Toplum; Sözleşmeye Dayanır, Düşünce, Mustafa BUĞAZ

Toplum; Sözleşmeye Dayanır yazısını ve Mustafa BUĞAZ yazarına ait tüm yazıları Kitaphaber.com.tr sitemizden okuyabilirsiniz.

Toplum; Sözleşmeye Dayanır

02.12.2022 09:00 - Mustafa BUĞAZ
Toplum; Sözleşmeye Dayanır

Giriş

1762'de yayınlanan ''Toplum Sözleşmesi'' kitabı Jean Jacques Rousseau'nun en önemli yapıtı olarak bilinir. Yazar, bu eseriyle adaletli ve eşit bir toplumun nasıl kurulabileceğinin düşünsel temellerini atıyor. Ve kitabına çok meşhur olmuş şu çarpıcı cümleyle giriş yapıyor: ''İnsan özgür doğar, oysa her yerde zincire vurulmuştur.'' (Rousseau, 2006: 4)) Rousseau, insanın özgür doğduğunu söyleyerek kendinden önce gelen Grotius, Hobbes ve Aristoteles gibi isimlerden ayrılıyor ve onların düşüncelerini eleştirerek çürütmeye çalışıyor. Çünkü bu düşünürler, insanın yaradılıştan eşit olmadıklarını, kimisinin köle kimisinin efendi olmak için dünyaya geldiğini, doğasının vahşi olduğunu ve yönetilmeye mecbur olduklarını iddia ediyorlar. Rousseau, kitabının giriş bölümünde bu tür düşünceleri tartıştıktan sonra kitabı yazma niyetini ve yazarken kullanacağı yöntemi şu sözlerle anlatıyor:

''Niyetim, insanları oldukları gibi, yasaları da olabilecekleri gibi ele alıp, toplum düzeninde güvenilir ve haklı bir yönetim kuralı bulunup bulunamayacağını araştırmaktır. Bu araştırmada, adalet ile fayda birbirinden ayrı düşmesin diye, hakkın onayladığını çıkarın gerektirdiğiyle uzlaştırmaya çalışacağım.'' (Rousseau, 2006: 3)

İnsan Doğuştan Özgürdür

Rousseau, kendinden önce gelen Hobbes ve Locke'un görüşlerinden farklı olarak insan doğasının kötü olduğuna inanmaz. Onlar insanın doğasının kötü olduğunu ve ancak devlet aracılığıyla ehlileştirilebileceğine inanırken Rousseau, insanın doğuştan özgür olduğunu, sonra toplum ya da devlet tarafından köleleştirildiğini öne sürer. İşte bu yüzden kitabına şu çarpıcı sözlerle başlar:

''İnsan özgür doğar, oysa her yerde zincire vurulmuştur.'' (Rousseau, 2006: 4))
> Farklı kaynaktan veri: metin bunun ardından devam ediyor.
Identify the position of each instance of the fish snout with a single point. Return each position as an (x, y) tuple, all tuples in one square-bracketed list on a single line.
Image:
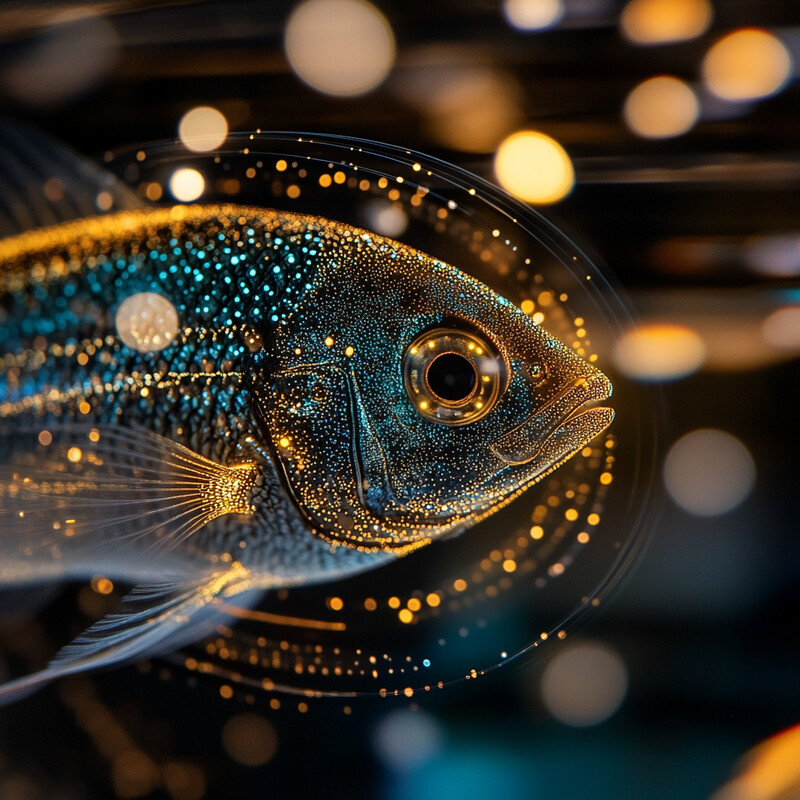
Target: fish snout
[(566, 423)]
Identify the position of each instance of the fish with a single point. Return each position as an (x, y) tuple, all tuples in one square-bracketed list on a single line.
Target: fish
[(213, 401)]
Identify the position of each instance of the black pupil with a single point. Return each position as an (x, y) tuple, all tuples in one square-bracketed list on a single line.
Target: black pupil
[(451, 377)]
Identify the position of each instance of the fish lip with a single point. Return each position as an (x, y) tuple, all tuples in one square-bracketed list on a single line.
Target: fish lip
[(581, 396)]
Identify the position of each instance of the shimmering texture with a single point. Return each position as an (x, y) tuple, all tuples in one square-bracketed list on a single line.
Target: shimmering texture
[(282, 394)]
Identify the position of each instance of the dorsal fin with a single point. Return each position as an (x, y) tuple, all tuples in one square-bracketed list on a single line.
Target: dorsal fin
[(43, 182)]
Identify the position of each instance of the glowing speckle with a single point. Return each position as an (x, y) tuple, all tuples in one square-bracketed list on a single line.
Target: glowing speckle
[(147, 322)]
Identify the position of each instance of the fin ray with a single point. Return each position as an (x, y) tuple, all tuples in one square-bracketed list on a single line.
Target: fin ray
[(89, 488)]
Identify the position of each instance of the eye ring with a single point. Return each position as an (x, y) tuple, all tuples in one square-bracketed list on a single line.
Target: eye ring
[(452, 376)]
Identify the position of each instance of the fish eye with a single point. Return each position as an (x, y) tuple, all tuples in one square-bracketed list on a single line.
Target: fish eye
[(453, 376)]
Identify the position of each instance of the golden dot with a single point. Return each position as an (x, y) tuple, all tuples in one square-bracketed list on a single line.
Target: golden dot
[(153, 191), (102, 585)]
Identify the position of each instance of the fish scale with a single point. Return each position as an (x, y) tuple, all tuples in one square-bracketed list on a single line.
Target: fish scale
[(266, 438)]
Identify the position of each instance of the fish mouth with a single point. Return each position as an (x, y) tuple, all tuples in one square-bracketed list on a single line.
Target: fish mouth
[(568, 422)]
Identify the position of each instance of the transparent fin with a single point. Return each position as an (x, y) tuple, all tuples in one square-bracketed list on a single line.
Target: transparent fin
[(69, 490), (153, 619), (42, 182)]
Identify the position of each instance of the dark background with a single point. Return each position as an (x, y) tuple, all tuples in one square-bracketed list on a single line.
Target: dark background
[(708, 623)]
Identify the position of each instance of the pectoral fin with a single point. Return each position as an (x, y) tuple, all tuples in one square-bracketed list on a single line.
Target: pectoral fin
[(73, 494), (153, 620)]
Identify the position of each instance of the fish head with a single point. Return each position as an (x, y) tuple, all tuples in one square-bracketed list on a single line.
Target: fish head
[(407, 400)]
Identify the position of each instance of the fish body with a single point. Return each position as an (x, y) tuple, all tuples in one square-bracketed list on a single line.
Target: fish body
[(212, 401)]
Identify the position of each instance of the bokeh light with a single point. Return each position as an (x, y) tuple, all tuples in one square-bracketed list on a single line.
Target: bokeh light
[(584, 684), (532, 15), (147, 322), (781, 328), (659, 352), (202, 129), (709, 472), (663, 21), (405, 739), (339, 47), (186, 184), (661, 107), (386, 218), (534, 167), (747, 64), (250, 739)]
Peki neden böyle olmuştur? Doğada özgür ve eşit olarak yaşayan insanlar nasıl oluyor da toplum düzenine geçince zincire vuruluyor? Rousseau'ya göre mevcut toplum adaletsizlik ve eşitsizlik üzerine kurulmuştur. Bu eşitsizliğin kökeninde de özel mülkiyet vardır. Zamanın başlangıcında özel mülkiyet yoktu. Bütün yeryüzü insanların ortak malıydı. Zamanla adamın biri çıktı ve belli bir miktar araziye çit çekti. Burası bana aittir, dedi. Diğerleri de bunu onaylayınca özel mülkiyet dönemi başlamış oldu. Eğer insanoğlu bu paylaşıma karşı çıksaydı belki de uğruna büyük savaşların yapıldığı ve çokça kanların döküldüğü mal mülk tutkusu ortaya çıkmayacaktı. Bunun sonucu olarak da toplum zengin fakir gibi sınıflara bölünmeyecekti. Rousseau bu durumu ''İnsanlar Arasındaki Eşitsizliğin Kaynağı'' isimli eserinde şöyle anlatır:

"Bir toprak parçasının etrafını çitle çevirip 'Bu bana aittir!' diyebilen, buna inanacak kadar saf insanlar bulabilen ilk insan, uygar toplumun gerçek kurucusu oldu. (Rousseau, 2013: 133)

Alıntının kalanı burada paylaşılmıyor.